Friday 30 April 2021

Ain’t gonna leave no survivors

Azerbaijan
Efendi
Mata Hari

Now here’s a story. Back in 1905 a woman pitches up in Paris and gets famous as a performer of Asian-inspired dances. Give it a few years and she’s touring all over Europe, telling some tale of how she was born in a sacred Indian temple and taught ancient dances by a priestess who gave her the name Mata Hari - “eye of the day” in Malay.

The problem is that it was all bollocks. In truth Mata Hari was born in a little town in northern Holland in 1876, and her actual name was Margaretha Geertruida Zelle. She’d acquired her pretty superficial knowledge of Indian dances when she lived for a few years in Malaysia with her former husband, who was a Scot in the Dutch colonial army. As such, if anything, she was a pretty much a small-town girl in a big arcade (who got addicted to a losing game etc).

Nevertheless, she packed dance halls and opera houses across Europe, and became something of a courtesan in the process - so when World War I kicked off her rolodex of lovers included some pretty high-ranking military officers of various European nationalities. Sadly that meant that in February 1917, the French authorities arrested her for espionage and imprisoned her at St. Lazare Prison in Paris.

In a military trial conducted that July, she was accused of revealing details of the allies’ new superweapon - something called a “tank” - and was convicted and sentenced to death, and then shot by a firing squad at Vincennes.

Was she guilty? Who knows. There’s some evidence that she acted as a German spy, and as a double agent for the French, but Germany had written her off as an ineffective agent whose intel wasn’t of much value. And it won’t surprise you to learn that given her gender and career, her military trial was dogged by bias and circumstantial evidence, and it is likely that French authorities said she was “the greatest woman spy of the century” as a dead-cat distraction for the losses its army was suffering on the western front.

Now for some reason the Eurovision Song Contest has a weird obsession with Mata Hari.

Anne-Karine Strøm spent much of the 1970s trying to be Norway’s entrant, finally cracking it in 1976 with a song both about and entitled “Mata Hari”. It went in as something of a favourite, but despite the headband and the jumpsuit, on the night in the Hague it only managed to scrape seven points (four from Portugal and three from host nation The Netherlands) and Anne-Karine disappeared off into obscurity.

Then in 2006, top balkan balladeer Željko Joksimović from Serbia was on the look out for a group that could perform his sure fire hit “Leija”- and he found one called Hari Mata Hari, a big Bosnian and Herzegovinian rock outfit that managed to tone it down just enough to nail third place in Athens, which was the first one I went to live (and so obviously it’s all been downhill from there).

Anyway I raise all this because for some reason, “Mata Hari” is back again.

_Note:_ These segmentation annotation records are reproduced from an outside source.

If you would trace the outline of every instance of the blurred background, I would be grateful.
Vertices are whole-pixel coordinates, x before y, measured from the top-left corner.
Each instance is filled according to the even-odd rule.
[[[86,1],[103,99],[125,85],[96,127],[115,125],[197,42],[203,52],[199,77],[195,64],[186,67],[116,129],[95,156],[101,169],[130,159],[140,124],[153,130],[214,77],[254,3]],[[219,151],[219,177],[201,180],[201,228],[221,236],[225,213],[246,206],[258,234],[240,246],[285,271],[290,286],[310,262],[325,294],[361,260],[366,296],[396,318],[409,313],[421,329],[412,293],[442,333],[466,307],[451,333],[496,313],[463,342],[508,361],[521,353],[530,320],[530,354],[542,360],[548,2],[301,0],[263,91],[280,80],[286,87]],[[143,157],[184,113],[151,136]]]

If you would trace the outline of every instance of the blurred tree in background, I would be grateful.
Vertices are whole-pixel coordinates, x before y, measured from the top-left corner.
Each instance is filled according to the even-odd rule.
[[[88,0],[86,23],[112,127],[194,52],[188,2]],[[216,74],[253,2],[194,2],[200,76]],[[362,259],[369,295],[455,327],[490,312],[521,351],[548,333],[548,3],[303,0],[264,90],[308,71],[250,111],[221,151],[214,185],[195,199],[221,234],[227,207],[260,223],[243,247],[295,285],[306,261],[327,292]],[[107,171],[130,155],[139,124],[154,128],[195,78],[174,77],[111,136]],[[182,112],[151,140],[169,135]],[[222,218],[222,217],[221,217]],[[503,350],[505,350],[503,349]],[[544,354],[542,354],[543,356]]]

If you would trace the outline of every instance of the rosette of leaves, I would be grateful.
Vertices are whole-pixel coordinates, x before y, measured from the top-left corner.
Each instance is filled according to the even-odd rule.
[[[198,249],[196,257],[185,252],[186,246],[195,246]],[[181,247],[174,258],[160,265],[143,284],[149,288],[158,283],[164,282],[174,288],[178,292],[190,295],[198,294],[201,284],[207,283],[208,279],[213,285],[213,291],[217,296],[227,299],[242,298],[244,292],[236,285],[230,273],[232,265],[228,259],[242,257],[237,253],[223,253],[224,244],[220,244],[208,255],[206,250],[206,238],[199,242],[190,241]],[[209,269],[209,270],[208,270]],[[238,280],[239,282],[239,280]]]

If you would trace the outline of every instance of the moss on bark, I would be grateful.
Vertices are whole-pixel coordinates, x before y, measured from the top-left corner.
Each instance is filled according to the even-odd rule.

Last year the Azerbis were the top bidders for an absolutely preposterous pre-written banger about queen of the Ptolemaic Kingdom of Egypt Cleopatra, and now this year they’ve effectively entered exactly the same song only with a bit more of a link to both Europe generally and the Netherlands specifically - about Mata Hari.

Singer (Samira) Efendi(yeva) has been trying to get into Eurovision for years - she first pitched up on Azerbaijan’s face-punch awful covers contest “Boyuk Sehne” where for some reason she was pipped to the post by a woman who mispronounced every word of Shirley Bassey’s History Repeating in a pretend kitchen. Since then she’s been on the Voice, got into the charts with an overwrought ballad, opened a cake shop in Baku, released a racy club banger and now finds herself representing the world’s most polluted country with a song about a sex-spy.

It says here that Efendi is interested in sports, Pilates, dancing, and strip plastics (I had to look that last one up, and if you don’t know it seems to be more about the strip than the plastics) and apparently she spends most of her free time “walking her pet dog Mini around the boulevard” and “caring for two bad-mannered parrots, Chip and Dale, that are completely untrainable and swear a lot”, words almost custom-crafted for a Graham Norton quip.

I absolutely adore the song. You can see in its “take it quite seriously” preview video form, the “take it more seriously” slow version on a beach in Baku form, and even the “nipped to B&Q to get some tungsten tip screws and a new doorbell” daytime TV form where she seems to be taking it roughly as seriously as the whole utterly preposterous thing deserves to be.

The contamination of the Caspian Sea from oil drilling in Baku has been a problem since the 19th century, when the Russian Empire took control of the region and began to rapidly exploit its oil reserves. Although oil production waned during the Soviet period, petroleum waste was routinely dumped into the Caspian. It also suffers from the discharge of untreated sewage, and pollution has depleted the sea’s stocks of sturgeon.

But who cares! “Drinking my poisonous water and you’re under my spell” she sings, and she’s absolutely right.